Charities accounted for the bulk of private sources, while public sources included local, state and federal agencies, such as the Department of Veterans Affairs.

“The difficulty that the nation faces is in the distribution of these costs,” says Komisar. “Because so little is insured and falls so heavily on individuals and families to pick up expenses, that is a big cost issue. People are increasingly at a huge risk of having to absorb these costs.”

Medicaid programs, which pay for medical and LTC costs of people with limited financial means, are designed and administered by the states, subject to federal rules. All states offer home and community-based benefits for LTC to a limited number of people, rather than to all Medicaid enrollees in each state. These benefits include homemaker services and respite care.

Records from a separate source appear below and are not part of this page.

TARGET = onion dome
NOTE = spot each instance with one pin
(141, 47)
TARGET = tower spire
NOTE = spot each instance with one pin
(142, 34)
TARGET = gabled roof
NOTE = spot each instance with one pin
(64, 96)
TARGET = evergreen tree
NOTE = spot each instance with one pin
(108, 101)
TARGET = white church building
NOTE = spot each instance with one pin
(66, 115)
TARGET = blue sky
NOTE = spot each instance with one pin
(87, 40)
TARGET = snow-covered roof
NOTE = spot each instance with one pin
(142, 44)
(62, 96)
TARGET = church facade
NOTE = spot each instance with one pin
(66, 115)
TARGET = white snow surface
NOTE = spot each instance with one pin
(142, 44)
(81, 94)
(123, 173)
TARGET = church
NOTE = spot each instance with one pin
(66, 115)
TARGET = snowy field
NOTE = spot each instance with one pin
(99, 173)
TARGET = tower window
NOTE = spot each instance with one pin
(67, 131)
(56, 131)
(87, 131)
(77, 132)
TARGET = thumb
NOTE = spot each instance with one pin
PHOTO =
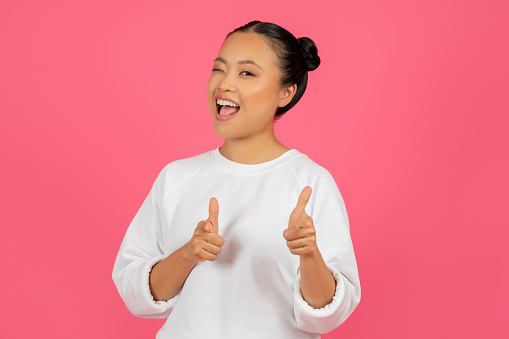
(214, 214)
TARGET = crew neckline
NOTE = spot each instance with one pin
(236, 167)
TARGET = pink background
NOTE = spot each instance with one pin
(408, 111)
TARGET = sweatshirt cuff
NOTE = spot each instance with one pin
(321, 320)
(154, 308)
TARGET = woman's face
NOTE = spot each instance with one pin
(246, 72)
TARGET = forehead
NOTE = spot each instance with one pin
(242, 45)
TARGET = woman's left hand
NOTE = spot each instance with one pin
(300, 235)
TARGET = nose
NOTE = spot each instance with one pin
(227, 83)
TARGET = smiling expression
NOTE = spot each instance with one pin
(246, 72)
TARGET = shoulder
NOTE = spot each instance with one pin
(308, 171)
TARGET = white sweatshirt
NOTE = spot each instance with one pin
(252, 290)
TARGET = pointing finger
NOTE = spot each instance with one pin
(214, 214)
(305, 194)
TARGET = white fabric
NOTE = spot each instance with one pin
(252, 290)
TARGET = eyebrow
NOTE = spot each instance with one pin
(242, 61)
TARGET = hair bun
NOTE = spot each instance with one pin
(310, 53)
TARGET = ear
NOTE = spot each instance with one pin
(286, 95)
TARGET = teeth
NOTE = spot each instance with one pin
(228, 103)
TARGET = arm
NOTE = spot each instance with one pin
(168, 275)
(316, 308)
(317, 282)
(141, 249)
(163, 285)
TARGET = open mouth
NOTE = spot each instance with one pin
(225, 107)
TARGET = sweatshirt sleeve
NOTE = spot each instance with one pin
(333, 239)
(140, 250)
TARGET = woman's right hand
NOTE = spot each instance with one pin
(206, 242)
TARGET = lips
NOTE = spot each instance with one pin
(218, 106)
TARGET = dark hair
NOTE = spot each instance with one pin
(296, 56)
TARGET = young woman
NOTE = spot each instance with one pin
(251, 239)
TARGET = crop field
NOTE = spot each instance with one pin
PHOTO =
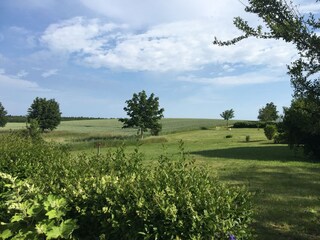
(286, 183)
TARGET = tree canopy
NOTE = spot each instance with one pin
(45, 112)
(144, 113)
(283, 20)
(227, 115)
(3, 116)
(268, 113)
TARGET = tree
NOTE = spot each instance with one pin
(283, 21)
(268, 113)
(3, 116)
(144, 113)
(301, 126)
(45, 112)
(227, 115)
(270, 131)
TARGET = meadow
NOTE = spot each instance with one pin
(286, 183)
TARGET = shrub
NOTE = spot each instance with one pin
(270, 131)
(115, 196)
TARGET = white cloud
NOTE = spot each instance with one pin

Data compiled by Georgetown shows that while most LTC spending is for nursing home and other institutional care, an increasing amount is being allocated to care in the home or other community settings. Non-institutional care accounted for 37% of Medicaid’s LTC expenditures in 2005, in contrast to just 19% in 1995, the researchers report.

The 63% of all LTC spending that went to nursing-home care amounted to $129.8 billion. Of this, Medicare paid $59 billion, or around 45%, while Medicare paid almost $22 billion, or around 17%, Georgetown reports.

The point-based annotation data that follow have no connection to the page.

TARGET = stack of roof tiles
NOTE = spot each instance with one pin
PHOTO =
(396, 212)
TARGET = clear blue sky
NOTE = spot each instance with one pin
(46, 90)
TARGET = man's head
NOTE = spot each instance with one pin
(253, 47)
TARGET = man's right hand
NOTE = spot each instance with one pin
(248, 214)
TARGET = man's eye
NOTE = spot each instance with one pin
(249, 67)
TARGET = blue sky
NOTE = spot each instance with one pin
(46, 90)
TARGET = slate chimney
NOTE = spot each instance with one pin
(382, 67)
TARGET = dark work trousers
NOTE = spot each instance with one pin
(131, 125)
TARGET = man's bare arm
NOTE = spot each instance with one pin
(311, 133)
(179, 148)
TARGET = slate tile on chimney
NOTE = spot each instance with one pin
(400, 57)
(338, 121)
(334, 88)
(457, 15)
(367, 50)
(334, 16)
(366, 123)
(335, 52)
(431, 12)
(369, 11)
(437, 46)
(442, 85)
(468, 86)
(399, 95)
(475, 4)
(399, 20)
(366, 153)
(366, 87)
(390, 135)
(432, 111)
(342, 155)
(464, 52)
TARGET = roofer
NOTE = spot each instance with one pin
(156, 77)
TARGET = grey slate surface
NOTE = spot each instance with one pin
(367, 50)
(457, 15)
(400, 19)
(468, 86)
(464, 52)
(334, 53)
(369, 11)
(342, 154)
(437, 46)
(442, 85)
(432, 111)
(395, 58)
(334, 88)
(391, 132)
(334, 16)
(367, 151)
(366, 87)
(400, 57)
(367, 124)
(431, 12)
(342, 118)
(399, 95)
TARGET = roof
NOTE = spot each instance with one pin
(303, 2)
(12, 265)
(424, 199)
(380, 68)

Around 25% of nursing-home costs, or about $32 billion, was paid out of pocket, while private insurance paid 7%, or $9.1 billion. The remaining $8 billion, or 6%, was footed by other sources, such as charities.

The remaining $77 billion of the total was spent on home care.

Medicaid paid 55%, or just over $42 billion of home-care costs, while Medicare paid around $27%, or $21 billion.

Around 7%, or $5.1 billion, was paid out of pocket, while private insurance accounted for a little under $6 billion, or about 8%. Other sources accounted for $3 billion, or 4%.

Lack of insurance for these costs is emerging as a critical issue, the researchers caution. “Because few people have insurance for long term care, most people face a risk of impoverishment if they need extensive care,” they warn.

Medicaid does not afford reliable protection, they say.

“Given the wide variation in state Medicaid programs and their vulnerability to changing state budgets, the security of that safety net is uncertain,” they conclude.

Georgetown’s LTC Financing Project is scheduled to end this year. By then, experts from the school’s faculty are expected to propose ideas for relieving the LTC crisis, Komisar says.